While searching for additional info on the Dynamic Memory feature of Hyper-V 2012, I bumped into various articles which discuss this improved Hyper-V v3 feature. Dan Stolts of the IT Pro Guru Blog published a good article on the concept of dynamic memory and how Hyper V leverages this technique to give more flexible memory options for running virtual machines.
Dynamic Memory is frequently compared to vSphere memory optimization techniques. Unfortunately there are quite some misconceptions wandering around here (as in the article of Dan Stolts), so I thought it would be interesting to do some investigation on the subject and publish the results on viktorious.nl. Time to clear up some things!
Read on to learn more about Dynamic Memory and how it compares to vSphere 5.1 memory optimization techniques…
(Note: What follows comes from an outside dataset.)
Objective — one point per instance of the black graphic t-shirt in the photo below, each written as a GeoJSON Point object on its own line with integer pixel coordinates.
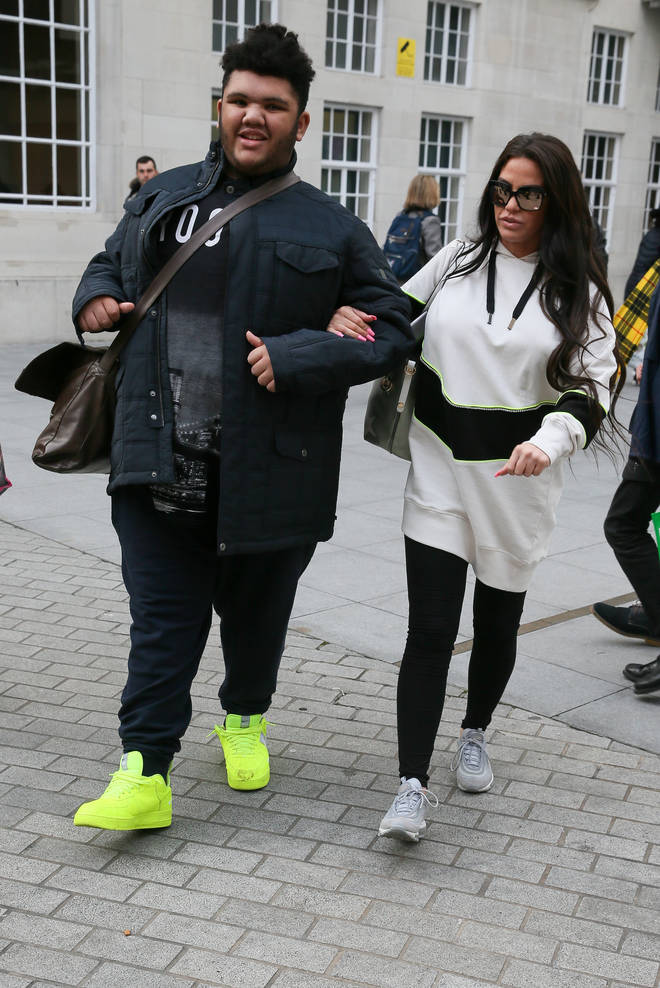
{"type": "Point", "coordinates": [195, 304]}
Hyper-V 2012 Dynamic Memory
Dynamic memory, as stated before, is build in Hyper-V version 3 which is part of Windows Server 2012. Dynamic Memory is improved compared to the first version of this technology available in Hyper-V version 2. It’s a bit oversimplified, but one could compare dynamic memory (as a concept) with vSphere’s memory ballooning feature. This comparison is not 100% valid…but it gives you an impression of what it does.
Dynamic memory is used to reallocate memory between virtual machines that are running on a Hyper-V host. The idea behind this concept is to give virtual machines only the memory they need. So, if a virtual machine has a peak usage of 4 GB but only for 5% of the time, Hyper-V is capable of reallocating the memory of this particular virtual machine for the remaining 95% to other virtual machines. Important here, Hyper-V will never over-commit…thus provide more memory to the virtual machines than is physical available. Dynamic memory is just about memory reallocation.
The advantage here is that if memory peak usage of the virtual machines is spread out through a period of time, Hyper-V is capable of moving the memory to the virtual machines that peak in memory usage and thus remove it from other less memory demanding virtual machines.
Note: Dynamic memory is only available for Windows based virtual machines. More specifically: Windows 2003 SP2 and higher, Windows 7 and Windows 8. Linux cannot leverage the technology.
Dynamic Memory Configurable Options
To set some boundaries you have to following configurable options considering Dynamic Memory:
Startup RAM – This is the amount of memory the virtual machine will be started with;
- Minimum RAM – This is the low value of the guest OS will be allowed to use. Hyper-V will never take more memory away than allowed by this value. This is a new setting for Windows 2012 Dynamic Memory. Minimum RAM is typically the same or lower than Startup RAM.
- Maximum RAM – This is the amount of RAM that Hyper-V will give to the guest, this will determine the maximum share for a virtual machine. Maximum RAM is specifically higher than Startup RAM (and of course minimum RAM).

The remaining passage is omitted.